Cell Death Pathways: Sensitivity and Resistance in Leukemia

Research on cell death programs has now entered a phase of translation into clinical application. Cancer is a complex disease. Research in our own laboratory has aimed to identify mechanisms of apoptosis resistance in tumor cells and identified e.g. proteins of the IAP-family as key modulators and inhibitors of cell death induction by death receptor agents such as TRAIL and cytotoxic drugs. Translation of apoptosis research into clinical application has to deal with the complexity and heterogeneity of clinical tumor. In a NOD/SCID mouse model for pediatric acute lymphoblastic leukemia we have addressed issues of apoptosis sensitivity and resistance of primary individual leukemia cells of patients as well as issues related to identification of leukemia initiating cells or leukemia stem cells in such populations.

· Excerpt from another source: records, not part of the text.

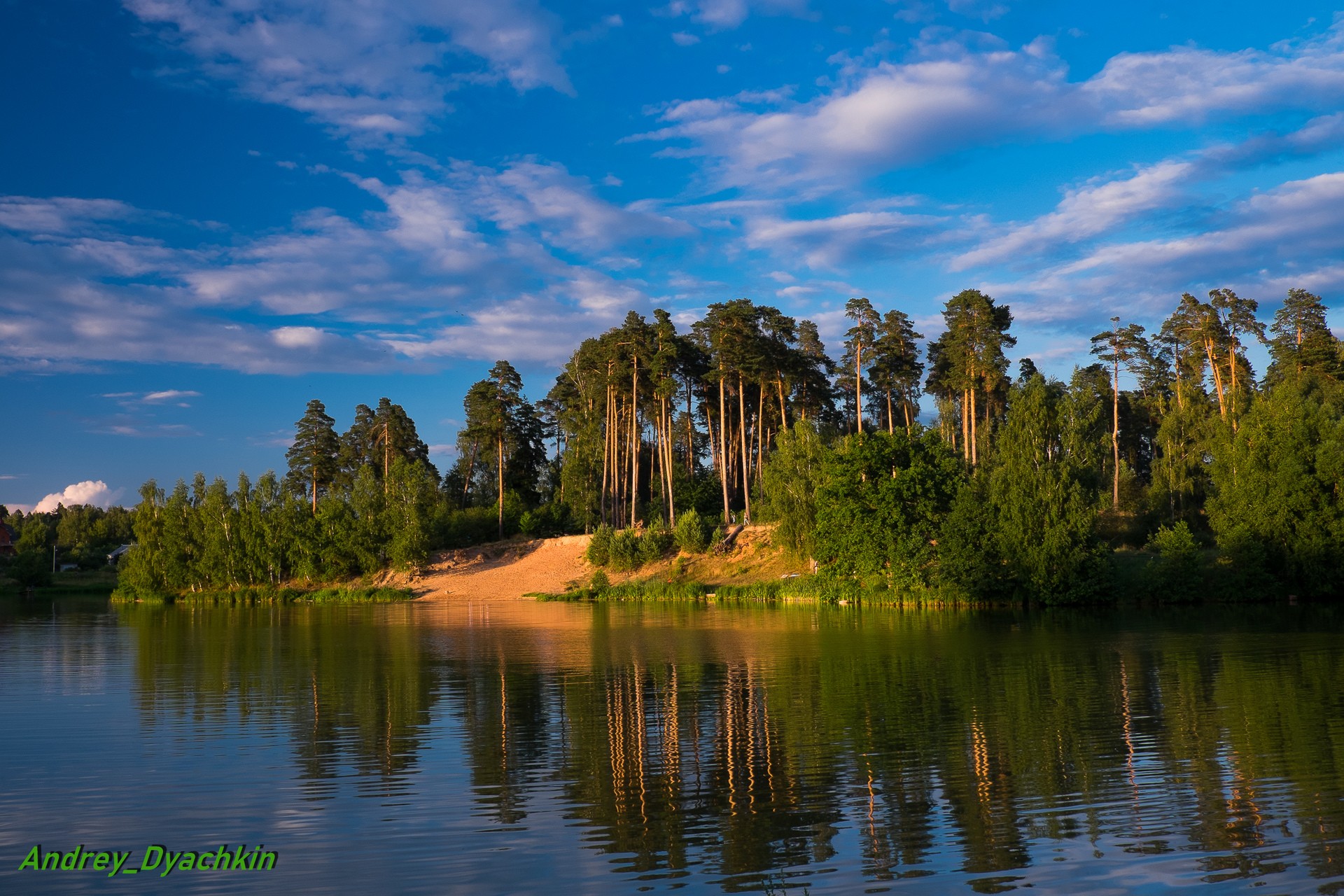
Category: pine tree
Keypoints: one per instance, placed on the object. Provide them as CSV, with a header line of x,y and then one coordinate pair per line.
x,y
496,418
859,339
1303,342
1119,346
897,368
315,453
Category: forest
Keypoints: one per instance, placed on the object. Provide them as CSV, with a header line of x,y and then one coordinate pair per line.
x,y
930,469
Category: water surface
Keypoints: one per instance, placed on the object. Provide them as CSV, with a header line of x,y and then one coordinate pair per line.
x,y
590,748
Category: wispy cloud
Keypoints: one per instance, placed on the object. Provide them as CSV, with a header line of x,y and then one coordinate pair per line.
x,y
332,292
366,67
952,93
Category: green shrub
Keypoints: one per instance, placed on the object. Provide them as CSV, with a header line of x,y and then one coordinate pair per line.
x,y
600,547
546,522
655,545
692,532
1175,573
625,551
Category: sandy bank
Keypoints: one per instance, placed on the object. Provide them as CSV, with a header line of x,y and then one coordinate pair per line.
x,y
505,571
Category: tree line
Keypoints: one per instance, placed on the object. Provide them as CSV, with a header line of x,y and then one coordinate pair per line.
x,y
1021,485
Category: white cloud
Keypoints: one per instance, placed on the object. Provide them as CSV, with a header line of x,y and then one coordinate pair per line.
x,y
974,90
58,216
1085,213
831,242
169,396
1291,235
374,67
350,293
86,492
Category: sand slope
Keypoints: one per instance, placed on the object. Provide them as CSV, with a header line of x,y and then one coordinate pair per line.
x,y
505,570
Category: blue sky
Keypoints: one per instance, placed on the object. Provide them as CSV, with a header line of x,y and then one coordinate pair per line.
x,y
211,213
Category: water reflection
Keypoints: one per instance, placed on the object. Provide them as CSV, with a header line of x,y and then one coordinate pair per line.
x,y
756,747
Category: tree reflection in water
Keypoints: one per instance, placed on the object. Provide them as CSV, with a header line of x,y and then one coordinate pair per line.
x,y
741,742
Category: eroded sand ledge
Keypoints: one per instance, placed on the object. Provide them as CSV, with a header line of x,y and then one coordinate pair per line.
x,y
504,570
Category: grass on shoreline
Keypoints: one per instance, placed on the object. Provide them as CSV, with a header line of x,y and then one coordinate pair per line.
x,y
270,596
804,589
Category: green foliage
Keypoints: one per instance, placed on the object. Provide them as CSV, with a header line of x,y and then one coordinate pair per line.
x,y
1028,530
625,551
1175,574
600,547
1276,504
655,545
790,488
882,503
546,522
692,532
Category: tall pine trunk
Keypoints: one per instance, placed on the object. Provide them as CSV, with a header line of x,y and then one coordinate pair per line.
x,y
746,469
723,448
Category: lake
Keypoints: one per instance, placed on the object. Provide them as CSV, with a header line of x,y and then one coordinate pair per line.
x,y
589,748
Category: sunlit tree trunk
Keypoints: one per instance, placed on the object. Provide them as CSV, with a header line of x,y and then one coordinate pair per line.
x,y
723,448
742,430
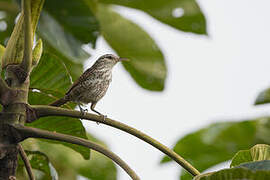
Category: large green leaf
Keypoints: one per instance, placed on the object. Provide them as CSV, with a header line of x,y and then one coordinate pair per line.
x,y
55,35
184,15
263,97
69,164
258,152
39,161
146,66
217,143
51,74
76,17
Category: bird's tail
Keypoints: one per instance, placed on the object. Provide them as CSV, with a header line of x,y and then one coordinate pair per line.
x,y
59,102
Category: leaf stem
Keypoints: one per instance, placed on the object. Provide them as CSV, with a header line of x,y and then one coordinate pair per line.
x,y
42,111
26,163
27,132
28,39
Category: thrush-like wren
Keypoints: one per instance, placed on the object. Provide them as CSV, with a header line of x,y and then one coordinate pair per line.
x,y
93,84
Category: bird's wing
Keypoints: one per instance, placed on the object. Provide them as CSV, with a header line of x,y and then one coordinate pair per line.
x,y
82,78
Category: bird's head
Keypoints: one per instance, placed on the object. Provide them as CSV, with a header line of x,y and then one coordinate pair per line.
x,y
110,60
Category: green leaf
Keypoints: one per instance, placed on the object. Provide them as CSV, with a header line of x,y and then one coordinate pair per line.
x,y
76,18
2,50
258,165
98,167
258,152
39,161
8,11
235,174
215,144
146,65
184,15
263,97
55,36
50,74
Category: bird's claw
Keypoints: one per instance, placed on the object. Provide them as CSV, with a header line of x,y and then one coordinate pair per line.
x,y
103,118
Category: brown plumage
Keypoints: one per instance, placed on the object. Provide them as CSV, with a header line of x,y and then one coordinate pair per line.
x,y
93,84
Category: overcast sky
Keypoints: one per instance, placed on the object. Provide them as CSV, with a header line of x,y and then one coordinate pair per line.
x,y
210,79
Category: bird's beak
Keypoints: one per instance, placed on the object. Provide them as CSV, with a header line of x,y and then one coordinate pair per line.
x,y
123,59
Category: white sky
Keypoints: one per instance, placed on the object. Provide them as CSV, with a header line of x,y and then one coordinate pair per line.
x,y
209,79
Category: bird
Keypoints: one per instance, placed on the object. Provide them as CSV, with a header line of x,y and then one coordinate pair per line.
x,y
92,85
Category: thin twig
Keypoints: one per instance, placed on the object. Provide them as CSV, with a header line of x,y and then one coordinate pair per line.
x,y
42,111
26,163
28,39
27,132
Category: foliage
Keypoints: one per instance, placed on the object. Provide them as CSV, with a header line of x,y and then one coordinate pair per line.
x,y
246,164
64,28
219,142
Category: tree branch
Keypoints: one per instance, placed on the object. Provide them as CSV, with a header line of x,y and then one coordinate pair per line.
x,y
42,111
27,132
28,39
26,163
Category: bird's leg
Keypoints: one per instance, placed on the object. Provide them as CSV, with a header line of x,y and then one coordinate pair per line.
x,y
93,105
81,109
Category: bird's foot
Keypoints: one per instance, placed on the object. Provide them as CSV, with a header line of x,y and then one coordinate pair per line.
x,y
103,118
83,111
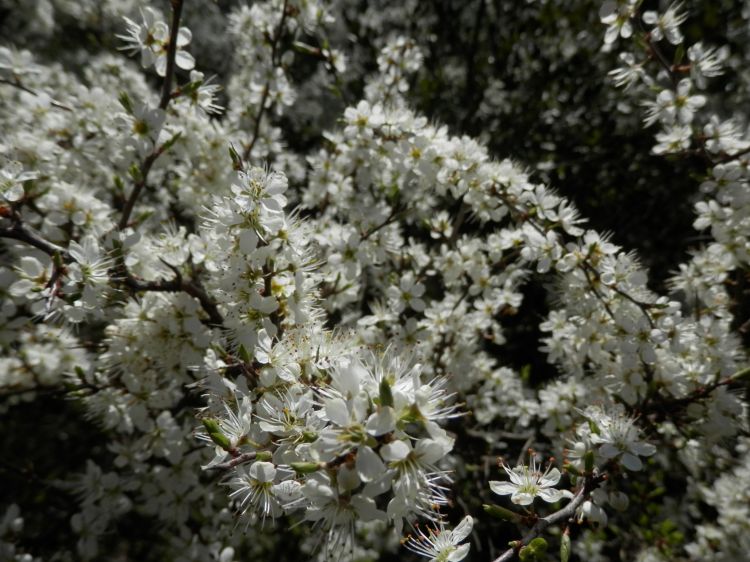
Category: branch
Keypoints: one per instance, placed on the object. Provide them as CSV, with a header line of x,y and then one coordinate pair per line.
x,y
17,84
166,96
138,187
563,514
240,459
166,91
175,285
266,89
19,232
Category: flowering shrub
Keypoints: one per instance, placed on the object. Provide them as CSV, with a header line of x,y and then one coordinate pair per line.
x,y
282,312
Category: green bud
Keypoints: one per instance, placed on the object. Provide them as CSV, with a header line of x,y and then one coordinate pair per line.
x,y
264,456
245,354
534,551
135,172
309,436
588,460
236,159
565,548
211,425
167,145
386,396
125,102
539,545
214,432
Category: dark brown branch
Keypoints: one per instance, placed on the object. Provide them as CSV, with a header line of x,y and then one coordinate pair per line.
x,y
175,285
21,233
567,512
266,89
17,84
166,96
137,188
166,91
239,459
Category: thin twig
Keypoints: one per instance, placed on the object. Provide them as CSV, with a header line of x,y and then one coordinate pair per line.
x,y
166,96
567,512
239,459
166,91
19,232
266,89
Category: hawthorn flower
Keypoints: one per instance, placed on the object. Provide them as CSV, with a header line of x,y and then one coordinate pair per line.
x,y
254,489
528,482
12,177
441,545
706,62
617,436
666,25
616,15
150,39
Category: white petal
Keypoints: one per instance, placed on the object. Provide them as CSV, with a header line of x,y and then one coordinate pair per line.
x,y
459,554
395,451
502,488
381,422
463,529
184,60
631,462
337,411
369,464
550,495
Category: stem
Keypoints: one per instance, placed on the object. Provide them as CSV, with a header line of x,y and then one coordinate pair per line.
x,y
266,89
563,514
19,232
239,459
165,98
166,91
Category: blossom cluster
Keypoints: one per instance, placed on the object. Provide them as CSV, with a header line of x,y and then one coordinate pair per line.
x,y
285,299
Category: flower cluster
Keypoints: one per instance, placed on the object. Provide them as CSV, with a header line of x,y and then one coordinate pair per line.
x,y
288,295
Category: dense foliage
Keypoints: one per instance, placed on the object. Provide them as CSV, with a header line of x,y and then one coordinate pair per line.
x,y
306,279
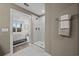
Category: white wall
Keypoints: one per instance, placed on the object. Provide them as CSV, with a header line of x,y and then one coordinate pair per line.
x,y
38,35
42,28
26,19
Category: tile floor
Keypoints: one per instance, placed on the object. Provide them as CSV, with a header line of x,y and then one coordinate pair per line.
x,y
32,50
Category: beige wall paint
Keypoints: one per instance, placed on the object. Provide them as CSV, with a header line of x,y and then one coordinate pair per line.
x,y
5,23
56,44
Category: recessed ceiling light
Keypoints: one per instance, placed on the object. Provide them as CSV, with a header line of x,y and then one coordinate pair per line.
x,y
43,11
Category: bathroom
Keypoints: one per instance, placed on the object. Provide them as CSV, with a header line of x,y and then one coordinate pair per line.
x,y
27,29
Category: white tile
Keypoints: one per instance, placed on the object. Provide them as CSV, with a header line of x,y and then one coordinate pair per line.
x,y
32,50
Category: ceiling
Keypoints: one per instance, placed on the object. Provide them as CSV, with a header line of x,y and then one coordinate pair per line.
x,y
37,8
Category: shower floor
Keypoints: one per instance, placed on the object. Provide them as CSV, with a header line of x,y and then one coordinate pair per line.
x,y
40,44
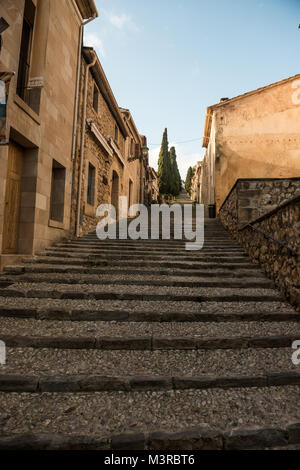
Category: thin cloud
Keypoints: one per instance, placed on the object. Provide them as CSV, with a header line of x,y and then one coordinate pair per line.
x,y
123,22
185,159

We have identified deficient cytochrome C-related caspase activation in individual leukemia cells as highly important prognostic marker for ALL and AML, established specific gene signatures for poor prognosis ALL, associated with rapid engraftment in the mouse model and found that rapid engraftment in the mouse and poor prognosis in the patient is directly correlated to a functionally apoptosis-deficient phenotype. We have also addressed issues of coordinated inhibition of tyrosine kinase signaling, inhibition of the mTOR pathway and apoptosis induction by cytotoxic drugs and/or apoptosis-inducing ligands and exploited such strategies for treatment of patients with end-stage and advanced tumors. The identification of functional molecular signatures into rational treatment strategies will be the challenge for translating basic mechanisms of the cell death machinery into clinically relevant application for diagnosis and treatment of tumors.